Apollo is a god who chose me, in a sense. One day, he just started talking to me, which surprised me. I don’t think of myself as particularly “sunny”, so I wasn’t sure what a sun god wanted from me. But Apollo is a god of knowledge, culture, music, theatre, philosophy and clear thought. He is a god of divination and oracles. He can shine a light on knowledge, but he leaves the wisdom, the reflection to each person. What he reveals is often, frankly, puzzling. In short, his gifts require work, processing, contemplation. Sometimes, he leaves humans like Cassandra – with a knowledge of future disaster and no tools to avert it or even warn anyone.
I am also devoted to the gods of the Brotherhood of the Phoenix, an emergent tradition that I have written about in the past. Each of these gods have a face and personality that requires reflection and lessons. Our writings, our rituals, our tradition gives us guidance as well as a chance to interact with the god. Some of the gods are clearly reflected within ourselves and it’s easy to find an affinity, a connection. Others can be harder to find, but we continue to show them respect and hospitality, knowing one day they will have lessons to impart.
One of the main goals of the Brotherhood, and a prime purpose for our interaction with the gods, is to explore aspects of ourselves as men who love men – gay, bi, queer, trans men in a broadly defined scope. Some conceive of these gods as archetypes that men who love men can relate to, when often the archetypes of other Neopagan traditions seem to exclude us. I have worked with them long enough to see them as distinct personalities and I think of them and treat them as distinct gods. They have often given me unexpected messages that are not simply the result of some abstract idea. They require self-examination and work toward embodying their lessons in a way that is authentic to our self and our identity.

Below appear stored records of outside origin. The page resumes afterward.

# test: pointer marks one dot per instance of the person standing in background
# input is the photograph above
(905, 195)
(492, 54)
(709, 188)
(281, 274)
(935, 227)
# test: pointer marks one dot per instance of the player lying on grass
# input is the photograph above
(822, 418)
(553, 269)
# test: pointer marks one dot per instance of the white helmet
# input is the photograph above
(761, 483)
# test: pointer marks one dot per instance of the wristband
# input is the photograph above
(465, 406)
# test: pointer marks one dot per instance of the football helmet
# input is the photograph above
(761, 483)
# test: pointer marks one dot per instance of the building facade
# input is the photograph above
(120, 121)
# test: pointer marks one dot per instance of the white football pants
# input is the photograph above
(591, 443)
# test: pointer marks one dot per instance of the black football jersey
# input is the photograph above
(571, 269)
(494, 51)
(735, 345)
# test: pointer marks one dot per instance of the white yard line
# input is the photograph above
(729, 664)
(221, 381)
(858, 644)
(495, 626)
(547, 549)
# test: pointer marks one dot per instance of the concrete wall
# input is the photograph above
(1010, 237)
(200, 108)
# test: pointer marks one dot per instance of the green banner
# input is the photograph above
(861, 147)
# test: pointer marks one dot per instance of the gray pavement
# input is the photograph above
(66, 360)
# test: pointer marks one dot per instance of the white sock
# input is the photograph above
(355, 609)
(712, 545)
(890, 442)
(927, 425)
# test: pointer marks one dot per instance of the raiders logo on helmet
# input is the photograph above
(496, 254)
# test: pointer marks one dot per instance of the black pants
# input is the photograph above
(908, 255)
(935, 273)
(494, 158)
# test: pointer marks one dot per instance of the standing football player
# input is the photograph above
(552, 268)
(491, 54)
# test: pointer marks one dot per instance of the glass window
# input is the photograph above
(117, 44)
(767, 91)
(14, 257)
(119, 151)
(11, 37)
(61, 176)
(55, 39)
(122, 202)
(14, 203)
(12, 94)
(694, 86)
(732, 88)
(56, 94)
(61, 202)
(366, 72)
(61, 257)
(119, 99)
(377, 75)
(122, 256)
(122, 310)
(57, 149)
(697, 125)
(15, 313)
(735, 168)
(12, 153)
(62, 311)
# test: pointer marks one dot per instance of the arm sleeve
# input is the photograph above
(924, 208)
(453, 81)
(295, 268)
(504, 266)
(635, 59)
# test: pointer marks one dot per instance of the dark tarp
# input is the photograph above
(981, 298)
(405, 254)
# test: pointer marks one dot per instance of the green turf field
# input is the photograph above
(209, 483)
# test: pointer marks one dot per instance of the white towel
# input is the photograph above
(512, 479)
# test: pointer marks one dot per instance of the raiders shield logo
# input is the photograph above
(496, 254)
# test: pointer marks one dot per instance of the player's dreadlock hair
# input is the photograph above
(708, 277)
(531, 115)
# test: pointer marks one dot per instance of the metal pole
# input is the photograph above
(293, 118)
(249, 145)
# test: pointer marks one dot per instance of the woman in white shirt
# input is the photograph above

This is the season of The Healer, and I have been thinking about the lessons of this god. What does it mean to be The Healer, a healer of oneself and of others? I have embraced some tools. I grew up in a medical family – my father was a medical technician and then manager of a hospital laboratory for years. My mother went to nurse’s training. Other members of my family worked in medicine in one way or another. Hygiene, nutrition, general health maintenance was a frequent topic of conversation. I embrace using food as an avenue to health, and I am always eager to learn more about the properties and processes of healthy food, as well as making it appealing to those who enjoy it (i.e. cooking).
On the other hand, I am less successful at embracing the healing properties of exercise. My inclination is often to be a homebody, rather than craving activity. I love some types of exercise, such as a walk in the woods, but it is an effort for me to get out and move. Also, I know I fail at stress management. I let stress build up in my body, tightening my muscles and making my stomach churn. It can literally make me sick, and I often fail at reaching out for ways to alleviate the stress and its effects. I also have bouts of depression, mercifully less severe than what I experienced when I was younger, but still present. It can be challenging to reach out for the help I need to ease my situation when those hit. The despair and disconnection can take hold and become a self-reinforcing loop.
So, having taken stock, I will call on the Healer to help me embody some of these better habits, and help me heal myself. I will also call on the Healer to guide me to be open to helping others with their own path of healing – physical, mental, emotional, and spiritual. This is how I will hope to gain the gifts of the Healer and take another step toward my own transformation.